Knowit's dataops library - simplifying building data pipelines in Databricks, for both testing and production use cases. The package enables a workflow where users write their code in notebooks, and then deploy them to a Databricks workspace without stepping on each other's toes.

Project description

Code checks and tests

Brickops

DataOps framework for Databricks

Table of contents:

Getting Started

The package can be installed with pip:

pip install brickops

Purpose

Brickops is a framework to automatically name Databricks assets, like Unity Catalog (UC) schemas, tables and jobs, according to environment (e.g. dev, staging, prod) and domain/project/flow names (where domain, project, flow are derived from the folder path in the repository).

This enables the users (data engineers, etc) to easily develop and deploy data sets, models and pipelines, and automatically comply with organizational principles.

Brickops contains naming functions for UC assets and autojob() functions for auto-deploying jobs. In the near future autodeploy of DLT pipelines will be added.

Naming funtions

Bricksops works in the context of a folder path, representing data pipeline or flow:

orgs/acme/domains/transport/projects/taxinyc/flows/revenue/

The structure here is:

  • org: acme
    • domain: transport
      • project: taxinyc
        • flow: revenue

Catalog name from path: catname_from_path()

Example output from naming functions from notebooks under that path:

# Name functions enables automatic env+user specific database naming
from libs.catname import catname_from_path
from libs.dbname import dbname

cat = catname_from_path()
print(f"Catalog name derived from path: {cat}")

Default output (use the domain):

Catalog name derived from path: transport

Output with optional full mesh prefixing (org_domain_project):

Catalog name derived from path: acme_transport_taxinyc

Environment specific database name: dbname()

Database (schema name) with environment prefix:

db = dbname(db="revenue", cat=cat)
print("DB name: {db}")

Output in dev environment:

DB name: transport.dev_paldevibe_main_0e7768a7_revenue

Output in prod environment:

DB name: transport.revenue

Table name: tablename()

from brickops.datamesh.naming import build_table_name as tablename

revenue_by_borough_tbl = tablename(cat=catalog, db="revenue", tbl="revenue_by_borough")
print(f"revenue_by_borough_tbl: {revenue_by_borough_tbl}")

Output in dev environment:

transport.dev_paldevibe_branchname_0e7768a7_revenue.revenue_by_borough

Output in prod environment:

transport.revenue.revenue_by_borough

In dev (and all environments except prod), the database name is prefixed with username, branch and commit ref.

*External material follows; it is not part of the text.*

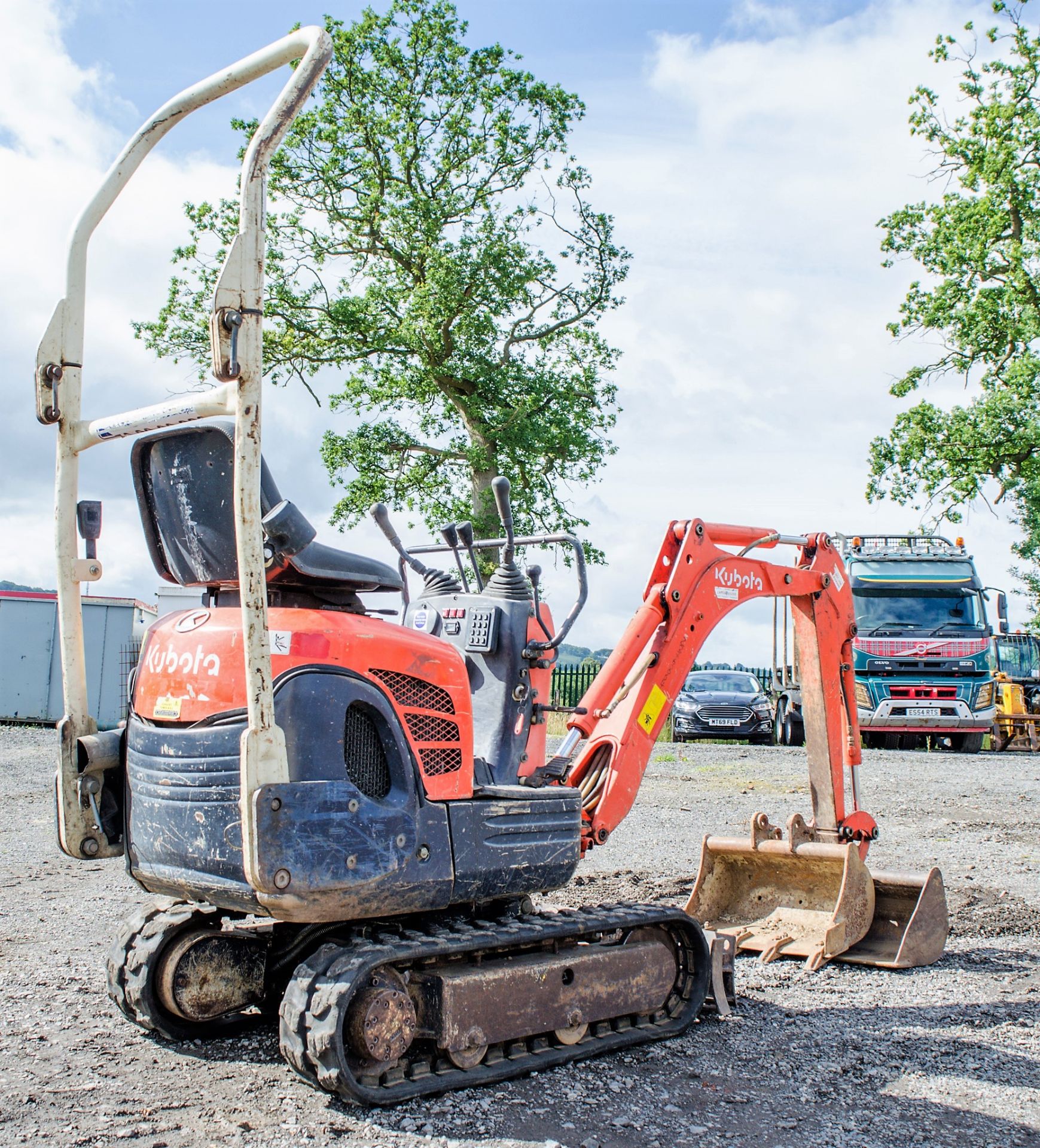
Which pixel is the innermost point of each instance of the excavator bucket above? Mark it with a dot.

The automatic prefixes prevents notebooks running in development mode from overwriting production data.

Deployment functions

Auto-deploying a spark pipeline

from brickops.dataops.deploy.autojob import autojob

response = autojob()

This job will automatically name and generate a job based on a deployment.yml file in the folder, e.g. orgs/acme/domains/transport/projects/taxinyc/flows/revenue/deployment.yml.

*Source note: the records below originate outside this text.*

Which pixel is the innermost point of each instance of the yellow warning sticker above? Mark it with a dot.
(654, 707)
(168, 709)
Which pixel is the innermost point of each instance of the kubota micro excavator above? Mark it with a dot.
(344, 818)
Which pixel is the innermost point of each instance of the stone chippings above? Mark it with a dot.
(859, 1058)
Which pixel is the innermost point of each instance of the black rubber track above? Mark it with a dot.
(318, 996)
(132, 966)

In development, the job name created will be:

acme_transport_taxinyc_dev_abirkhan_branchname_4c6799ab_revenue

In production, the job name created will be:

acme_transport_taxinyc_revenue

The automatic prefixes in dev prevents development jobs from overwriting production jobs.

Getting started

This project uses uv. It might be easies to use the devcontainer, defined in .devcontainer, which is supported by VSCode and other toos.

If you want a local install, follow the installation instructions for your platform on the project homepage.

Next, make sure you are in the project root and run the following command in the terminal:

uv sync

This will create a virtual environment and install the required packages in it. The project configuration can be found in pyproject.toml.

You can now run the tests with

uv run pytest

How to get into devcontainer from command line

make start-devcontainer
make devcontainer-shell

Configuration options for naming and mesh levels

Naming of resources (catalogs, db/schemas, jobs, pipelines) can be configured in a file called .brickopscfg/config.yaml in the root of tour repo. example configurations can be found in tests/.brickopscfg/config.yml.

Mesh levels refers here to the granularity/depth of your organization represented in the repo structure, e.g. organization, domain and project.

An example configuration could be:

naming:
  job:
    prod: "{domain}_{project}_{env}"
    other: "{domain}_{project}_{env}_{username}_{gitbranch}_{gitshortref}"
  pipeline:
    prod: "{domain}_{project}_{env}_dlt"
    other: "{domain}_{project}_{env}_{username}_{gitbranch}_{gitshortref}_dlt"
  catalog:
    prod: "{domain}"
    other: "{domain}"
  db:
    prod: "{db}"
    other: "{env}_{username}_{gitbranch}_{gitshortref}_{db}"

Let us now see what resource names would be produced from a notebook located at something/domains/marketing/projects/projectfoo/flows/prep/foo_notebook.

For catalogs the configuration above means the domain section of a path is used, for jobs a combination of domain, project and env.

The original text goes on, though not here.